Published by Hachette Digital, Inc. on 2013-04-30
Genres: Crime, Fiction, General, Mystery & Detective
A brilliant debut mystery in a classic vein: Detective Cormoran Strike investigates a supermodel's suicide.After losing his leg to a land mine in Afghanistan, Cormoran Strike is barely scraping by as a private investigator. Strike is down to one client, and creditors are calling. He has also just broken up with his longtime girlfriend and is living in his office.Then John Bristow walks through his door with an amazing story: His sister, thelegendary supermodel Lula Landry, known to her friends as the Cuckoo, famously fell to her death a few months earlier. The police ruled it a suicide, but John refuses to believe that. The case plunges Strike into the world of multimillionaire beauties, rock-star boyfriends, and desperate designers, and it introduces him to every variety of pleasure, enticement, seduction, and delusion known to man.You may think you know detectives, but you've never met one quite like Strike. You may think you know about the wealthy and famous, but you've never seen them under an investigation like this.Introducing Cormoran Strike, this is the acclaimed first crime novel by J.K. Rowling, writing under the pseudonym Robert Galbraith.
Our book club read The Casual Vacancy by J.K. Rowling about a year ago… for me, the book felt long and was a slow read for most of the book. Some members of the club put the book down half way and did not bother to pick it back up to finish. The end was rewarding for those of us who read all the way through because of its slam-grand finish that hooked me the last quarter of the book and had me appreciate the details of the book more. However, I did not feel the book was a testament of Rowling’s talents.
This past month, the book club selected The Cuckoo’s Calling by Robert Galbraith, Rowling’s pseudonym. I was excited to read this book, but skeptical at the same time given the “popularity” of her previous book with the club and its slow progression. The Cuckoo’s Calling surprised me… it did not read like The Casual Vacancy (in fact, if I did not know the book was written by her I would not have guessed she was the author…then again, I probably would not have picked up the book if I didn’t already know that either). Instead, this book read like a classic murder mystery. With the mysterious death of Lula Landry, a beautiful model, Cormoran Strike is hired by the dead model’s brother to look into her alleged suicide for foul play and a potential murder suspect. Her brother will not accept she committed suicide and throws his money to a private detective to confirm he is not crazy and that Lula did not kill herself. It had to be murder.
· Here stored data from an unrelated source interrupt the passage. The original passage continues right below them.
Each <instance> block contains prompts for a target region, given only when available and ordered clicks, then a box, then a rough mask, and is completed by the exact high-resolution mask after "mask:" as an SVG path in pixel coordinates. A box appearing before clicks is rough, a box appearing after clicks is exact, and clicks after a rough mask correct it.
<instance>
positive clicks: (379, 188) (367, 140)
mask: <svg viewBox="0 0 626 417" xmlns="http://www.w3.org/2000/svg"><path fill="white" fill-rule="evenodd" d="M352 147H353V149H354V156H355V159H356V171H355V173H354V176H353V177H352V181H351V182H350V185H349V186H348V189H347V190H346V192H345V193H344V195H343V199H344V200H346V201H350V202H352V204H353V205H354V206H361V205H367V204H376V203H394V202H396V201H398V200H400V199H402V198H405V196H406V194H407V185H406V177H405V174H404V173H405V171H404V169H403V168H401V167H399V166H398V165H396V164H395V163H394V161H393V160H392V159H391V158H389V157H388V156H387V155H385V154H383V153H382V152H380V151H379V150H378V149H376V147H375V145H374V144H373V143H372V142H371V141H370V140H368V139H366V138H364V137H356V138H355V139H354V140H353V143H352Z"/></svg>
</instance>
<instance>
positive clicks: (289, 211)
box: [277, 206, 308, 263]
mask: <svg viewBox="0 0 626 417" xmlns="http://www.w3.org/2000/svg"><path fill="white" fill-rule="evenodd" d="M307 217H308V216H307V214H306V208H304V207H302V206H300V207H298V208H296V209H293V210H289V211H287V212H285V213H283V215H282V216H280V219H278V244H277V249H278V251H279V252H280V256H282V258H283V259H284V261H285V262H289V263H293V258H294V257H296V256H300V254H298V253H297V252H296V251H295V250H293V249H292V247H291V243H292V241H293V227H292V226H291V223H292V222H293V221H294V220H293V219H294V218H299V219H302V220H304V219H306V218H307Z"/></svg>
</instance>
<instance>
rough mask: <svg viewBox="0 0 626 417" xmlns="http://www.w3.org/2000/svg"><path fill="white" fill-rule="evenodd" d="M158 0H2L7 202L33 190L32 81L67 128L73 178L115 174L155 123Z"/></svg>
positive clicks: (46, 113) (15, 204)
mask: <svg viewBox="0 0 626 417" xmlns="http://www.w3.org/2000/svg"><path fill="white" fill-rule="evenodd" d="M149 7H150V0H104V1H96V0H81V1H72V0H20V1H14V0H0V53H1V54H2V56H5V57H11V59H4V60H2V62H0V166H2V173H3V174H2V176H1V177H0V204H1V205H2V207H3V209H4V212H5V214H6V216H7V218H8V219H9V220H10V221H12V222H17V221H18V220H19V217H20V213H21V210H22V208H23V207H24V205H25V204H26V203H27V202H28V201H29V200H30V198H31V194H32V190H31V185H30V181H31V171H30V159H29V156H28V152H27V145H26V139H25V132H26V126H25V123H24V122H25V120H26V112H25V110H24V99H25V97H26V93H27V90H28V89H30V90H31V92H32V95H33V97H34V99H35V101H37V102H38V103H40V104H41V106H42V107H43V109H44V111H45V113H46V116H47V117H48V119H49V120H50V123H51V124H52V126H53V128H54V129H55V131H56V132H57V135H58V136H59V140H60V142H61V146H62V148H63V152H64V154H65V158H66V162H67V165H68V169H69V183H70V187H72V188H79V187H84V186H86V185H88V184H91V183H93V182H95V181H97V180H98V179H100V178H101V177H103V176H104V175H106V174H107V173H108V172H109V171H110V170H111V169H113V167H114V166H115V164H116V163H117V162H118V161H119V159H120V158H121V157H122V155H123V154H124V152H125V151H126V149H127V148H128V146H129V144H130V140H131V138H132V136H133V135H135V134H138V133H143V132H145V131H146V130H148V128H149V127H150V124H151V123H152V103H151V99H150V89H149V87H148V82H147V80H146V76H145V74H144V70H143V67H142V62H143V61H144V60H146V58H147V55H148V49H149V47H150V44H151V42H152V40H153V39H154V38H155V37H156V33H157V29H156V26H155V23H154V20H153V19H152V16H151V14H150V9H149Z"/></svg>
“Galbraith” carries the reader through a systematically investigated murder mystery. The organization of the book allowed the reader to easily follow through the series of events that take place during the investigation, including the interviews with people from Lula’s life who may have had a connection to the murder. Potential evidence or personal-life details that have the ability to play out later in the book are noted throughout the case. The complex lives of Cormoran Strike and his temporary assistant intermingle and add to the crossing of their personal lives with the case at hand to solve… all while the reader is trying to piece together evidence to determine if Lula did in fact kill herself or if it was murder. If it turned out to be murder… who was the killer/s?
I found myself reading The Cuckoo’s Calling every opportunity I received. I was reading it after work, in the mornings waiting for the metro, and even pulling it out just to read a couple of pages while standing on the elevator. I found the book to be a good read and have already recommended it to colleagues and friends for their next book. Unlike The Casual Vacancy, this book kept me interested throughout with a good story-line, identifiable characters, and the anticipation on who Strike will choose to meet and talk with next. I thought I knew the answer to Lula’s mysterious death and the way the book would play out in the end… but I was wrong.
I did feel incomplete at the end of the book, however. After carrying through, noting certain details mentioned throughout the book I thought would play a role in the end, as well as identifying potential roles individuals may have played in Lula’s death…some of these details and individuals were never connected back to the conclusion in the end. I wanted to read about the reactions from certain characters to the results of Lula’s mysterious case. I felt somewhat disappointed when details mentioned throughout the book I thought would have an impact or role later in the story were not even mentioned in the end. (I don’t want to give any examples here for risk of spoiling it for another… so feel free to email me to talk more about this: email@example.com). I would have liked more of a character epilogue to draw together individuals’ reactions and, if possible, other details mentioned earlier in the book. On that note, I was also not satisfied with the end-findings on her death… I think it has left me with more questions than answers from the beginning of the book.
Overall, a good read and great book club pick. If you like murder-mysteries, I think you may appreciate the organization of this one. (Although, I hope you feel more satisfied in the end!)